60CC(3)(f) I am concerned about the capacity of the applicant mother who has a significant history of disturbances in her life such as attempted suicide, depression, anxiety and abuse of alcohol. I note that the mother last consumed alcohol to excess on 11 January 2012. It is clear when reading copies of the applicant mother’s medical notes that the applicant mother attempted to end her abuse of alcohol in 2011 but that such attempts where not successful until possibly 26 January 2012 when the applicant mother on her evidence last had an alcoholic drink. Having read the notes of the medical practitioners tendered into evidence I hold concerns that the mother is an alcoholic as is suggested by the respondent father. I however decline to make a specific finding about whether the applicant mother is or is not at this time. I do have however limited confidence that the mother will continue to abstain from alcohol as opposed to the high confidence enjoyed by the children. I am therefore of the view that for the moment the applicant mother’s capacity is impaired. It is hoped that the mother’s capacity will improve and that she will reward the children’s confidence in her by abstaining from alcohol long term.
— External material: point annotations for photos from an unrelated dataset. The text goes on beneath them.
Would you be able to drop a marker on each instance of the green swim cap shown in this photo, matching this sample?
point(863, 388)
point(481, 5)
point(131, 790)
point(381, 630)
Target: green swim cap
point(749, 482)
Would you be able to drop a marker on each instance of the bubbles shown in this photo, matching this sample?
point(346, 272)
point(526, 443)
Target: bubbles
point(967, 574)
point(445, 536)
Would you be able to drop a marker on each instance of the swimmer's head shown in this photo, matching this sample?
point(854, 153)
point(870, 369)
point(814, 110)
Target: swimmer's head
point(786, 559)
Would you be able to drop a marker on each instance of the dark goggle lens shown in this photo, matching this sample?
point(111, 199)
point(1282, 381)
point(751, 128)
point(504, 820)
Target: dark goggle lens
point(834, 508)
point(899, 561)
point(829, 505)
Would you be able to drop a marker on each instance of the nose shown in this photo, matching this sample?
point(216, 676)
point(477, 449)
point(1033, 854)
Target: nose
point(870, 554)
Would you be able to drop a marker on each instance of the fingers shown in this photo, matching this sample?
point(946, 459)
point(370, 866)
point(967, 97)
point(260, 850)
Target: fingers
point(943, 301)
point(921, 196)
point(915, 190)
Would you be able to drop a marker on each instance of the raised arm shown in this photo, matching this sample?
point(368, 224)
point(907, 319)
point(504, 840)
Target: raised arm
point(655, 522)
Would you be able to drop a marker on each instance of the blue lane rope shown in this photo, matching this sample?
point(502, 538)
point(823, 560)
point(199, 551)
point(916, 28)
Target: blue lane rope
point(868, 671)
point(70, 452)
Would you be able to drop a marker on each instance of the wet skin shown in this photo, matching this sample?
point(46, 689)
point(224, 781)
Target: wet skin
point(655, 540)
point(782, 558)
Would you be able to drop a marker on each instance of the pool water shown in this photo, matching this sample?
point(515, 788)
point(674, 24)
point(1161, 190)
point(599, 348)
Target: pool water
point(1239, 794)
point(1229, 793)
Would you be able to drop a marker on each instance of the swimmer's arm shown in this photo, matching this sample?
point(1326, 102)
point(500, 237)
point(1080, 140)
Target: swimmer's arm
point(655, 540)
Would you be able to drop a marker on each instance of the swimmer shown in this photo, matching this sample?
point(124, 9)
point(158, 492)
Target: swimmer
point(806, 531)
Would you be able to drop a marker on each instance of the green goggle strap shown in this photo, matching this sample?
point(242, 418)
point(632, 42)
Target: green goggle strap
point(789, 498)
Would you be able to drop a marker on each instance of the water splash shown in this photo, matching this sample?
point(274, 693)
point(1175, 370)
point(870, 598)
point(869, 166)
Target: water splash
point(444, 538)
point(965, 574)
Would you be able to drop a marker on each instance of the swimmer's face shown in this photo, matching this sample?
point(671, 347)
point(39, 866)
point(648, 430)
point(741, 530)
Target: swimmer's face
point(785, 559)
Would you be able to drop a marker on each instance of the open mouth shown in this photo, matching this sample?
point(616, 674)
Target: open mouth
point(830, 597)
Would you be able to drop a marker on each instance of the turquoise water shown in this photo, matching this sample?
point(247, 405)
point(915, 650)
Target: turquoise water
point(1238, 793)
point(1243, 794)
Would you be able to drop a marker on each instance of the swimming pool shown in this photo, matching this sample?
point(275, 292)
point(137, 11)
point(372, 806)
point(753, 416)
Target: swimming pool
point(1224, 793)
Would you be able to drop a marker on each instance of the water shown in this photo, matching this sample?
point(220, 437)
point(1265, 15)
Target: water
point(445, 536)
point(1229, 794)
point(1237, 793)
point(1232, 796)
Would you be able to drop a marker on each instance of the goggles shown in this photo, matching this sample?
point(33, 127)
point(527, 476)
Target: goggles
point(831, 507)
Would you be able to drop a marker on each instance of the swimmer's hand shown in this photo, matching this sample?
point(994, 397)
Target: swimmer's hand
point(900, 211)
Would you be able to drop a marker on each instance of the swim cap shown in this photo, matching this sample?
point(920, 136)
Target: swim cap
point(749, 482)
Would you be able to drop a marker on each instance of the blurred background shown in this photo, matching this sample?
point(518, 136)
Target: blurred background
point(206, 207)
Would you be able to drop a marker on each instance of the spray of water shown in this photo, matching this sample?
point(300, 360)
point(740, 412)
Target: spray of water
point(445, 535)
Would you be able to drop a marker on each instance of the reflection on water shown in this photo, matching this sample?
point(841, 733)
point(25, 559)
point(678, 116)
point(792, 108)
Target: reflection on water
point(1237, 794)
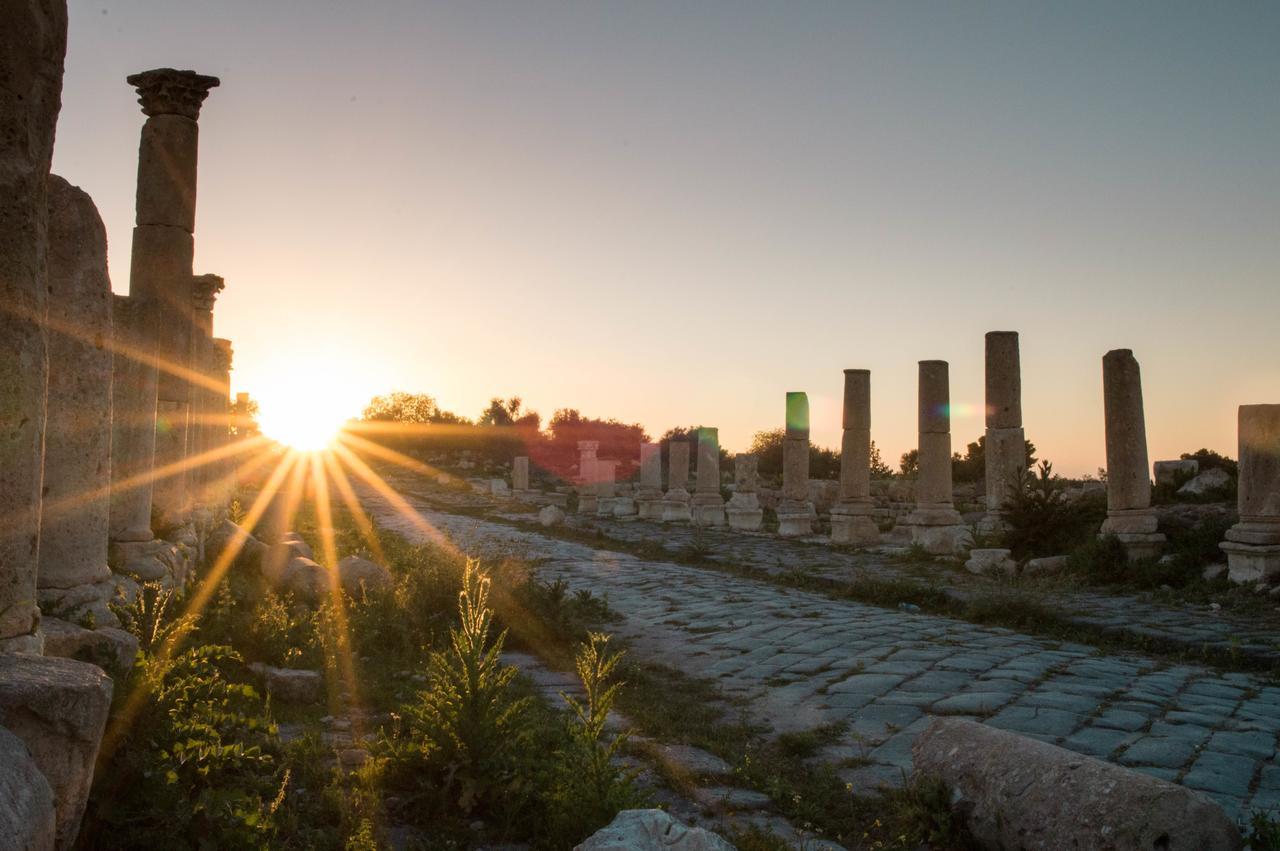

Having read the report and letter of Ms M hold no concerns about the capacity of the father or any concerns about the capacity of the maternal grandparents with who the applicant mother currently resides. I note that applicant mother proposes an equal time regime and that Counsel for the mother stated to the court during his submissions that the mother does not make a submission that the children are at risk of harm from the father.
60CC(3)(g)–(h) I do not consider these as relevant to the determination of the issues before the court.
60CC(3)(i) I consider that currently both parents are demonstrating a good attitude towards the children and towards the responsibilities of parenthood. This strength of this attitude is however conditional on the applicant mother complying with her doctors prescription of antidepressant and mood stabilising medication and remaining free of alcohol. What is not good however is the state of the parties’ communication. If the parties fail in the future to make a concerted effort to improve their communication it may be that at a final hearing I make a finding that the parties do not have a good attitude towards parenthood.
60CC(3)(j) I am concerned by the involvement of the police in the lives of the parties. The parties have for the past few months done little to slow down the discord between them. While it is difficult to make any findings in an interim determination where evidence before the court has not been tested it is my view that the respondent father has probably acted in a reactionary way displaying some aggression noting the comments of the police about the respondent father’s attitude set out in the Application for the Apprehended Domestic Violence Order, being heard in (omitted) Local Court.
60CC(k) I note that there is an interim order in place for the protect of the applicant mother from the respondent father. Such order does little in my mind other than to demonstrate the apparent lack good communication between the parties and in effect weaken the applicant mother argument for an equal time arrangement.
60CC(l) In circumstances where I am asked to make an interim order I do not propose to consider this factor as it is likely further proceedings will be instituted in the form of a final hearing.
60CC(m) I do not propose consider any other fact or circumstance.
I deal with Section 60CC (4) having regard to in particular, to events that have happened, and the circumstances that have existed since the separation occurred.
60CC(4) (a) (i)(ii). I am of the view that there can be no criticism that either party has failed to fulfil his or her responsibilities as a parent with regard to participating in making decisions about long term issues in relation to the children at this present moment in circumstances where the applicant mother is compliant with her medication and free of alcohol. Historically this has not been the case for the mother most notably her writing of notes to the children and then serious attempt at suicide. Had the applicant mother been successful in her attempt she would have been unable to participate in making decisions about long term issues in relation to the children due to her complete absence from their lives as a parent occasioned by her death.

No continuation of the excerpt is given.